散歩道<1839>
経済気象台(178)・三つの定款規定
どのような組織にあってもその組織の根本規範を定めたものがある。会社にあっては、定款である。定款に記載しなければならない事項は、会社法で具体的に定められているが、それ以外の事項を定めることも可能である。いま話題の「買収防衛策」も、その一つの例である。株主総会は、法令と定款に定められた事項のみを決議することができる。そこで、定款に「当会社株式の大量取得行為に関する対応策の基本方針を、株主総会の決議により定めることが出来る」との規定を追加し、この規定に基づき、買収防衛策が決議されている。
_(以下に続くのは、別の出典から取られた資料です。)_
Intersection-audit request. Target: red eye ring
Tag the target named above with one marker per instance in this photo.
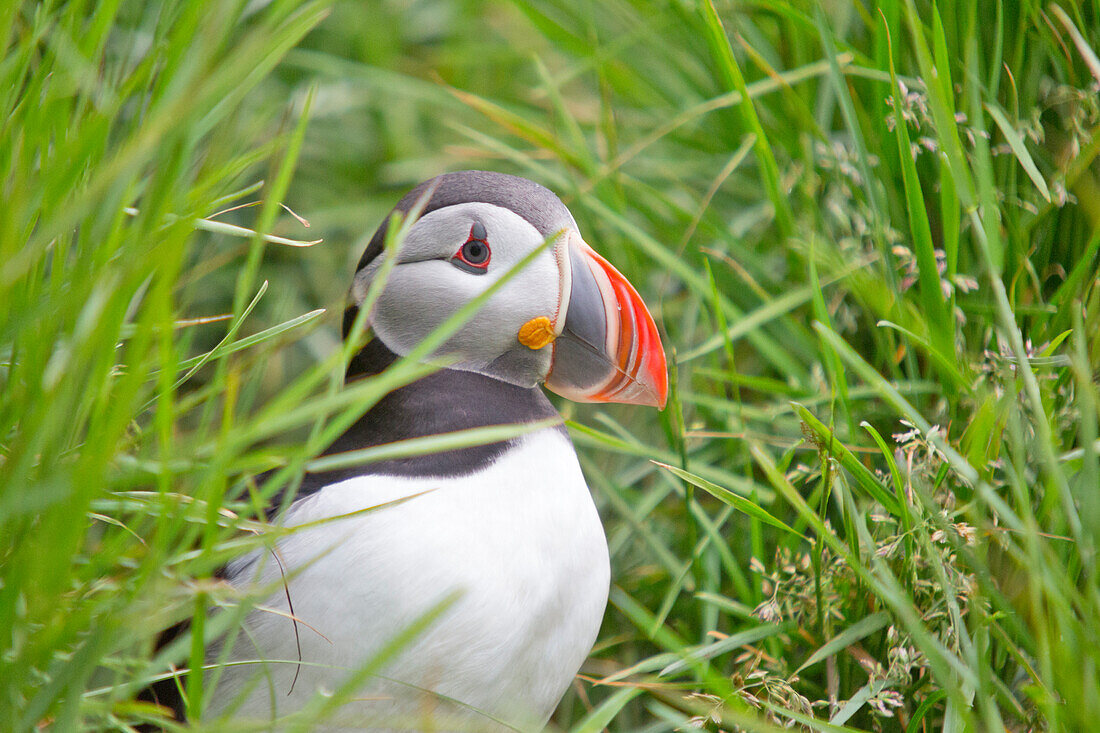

CSRの取り組みで先進的な会社であるエーザイ*1は、一昨年の株主総会で「企業理念」を定款に規定した。そこでは「患者さまとそのご家族の喜怒享楽を第一義に考え、そのベネフィツト向上に貢献することを企業理念と定め」、「社会的責任の遂行に努める」との崇高な理念が語られている。一方、たび重なる談合事件で世間を騒がせている大林組は、6月下旬に開催予定の株主総会で「法令遵守及び良識ある行動の実践」を定款規定に新設すると発表した。具体的に「入札の公正、公平を阻害する行為を一切行わない」と規定するという。「談合」を行わないことを、端的に定款に定めようというわけである。買収防衛策の導入を決議するための手段としての定款規定はうなずける。一方、企業理念を定めるとか法令順守・良識ある行動の実践をうたうことについては、そのこと自体、反対する人はいない。しかし、これらを定款に規定した場合の効力は不明である。また、会社の根本規範として、その内容が一義的でなく、受け取る人によって意味が異なるのでは困る。精神規定・訓示規定と考えるのでは、あまりにももったいない。うまく法的な意味付けができないだろうか。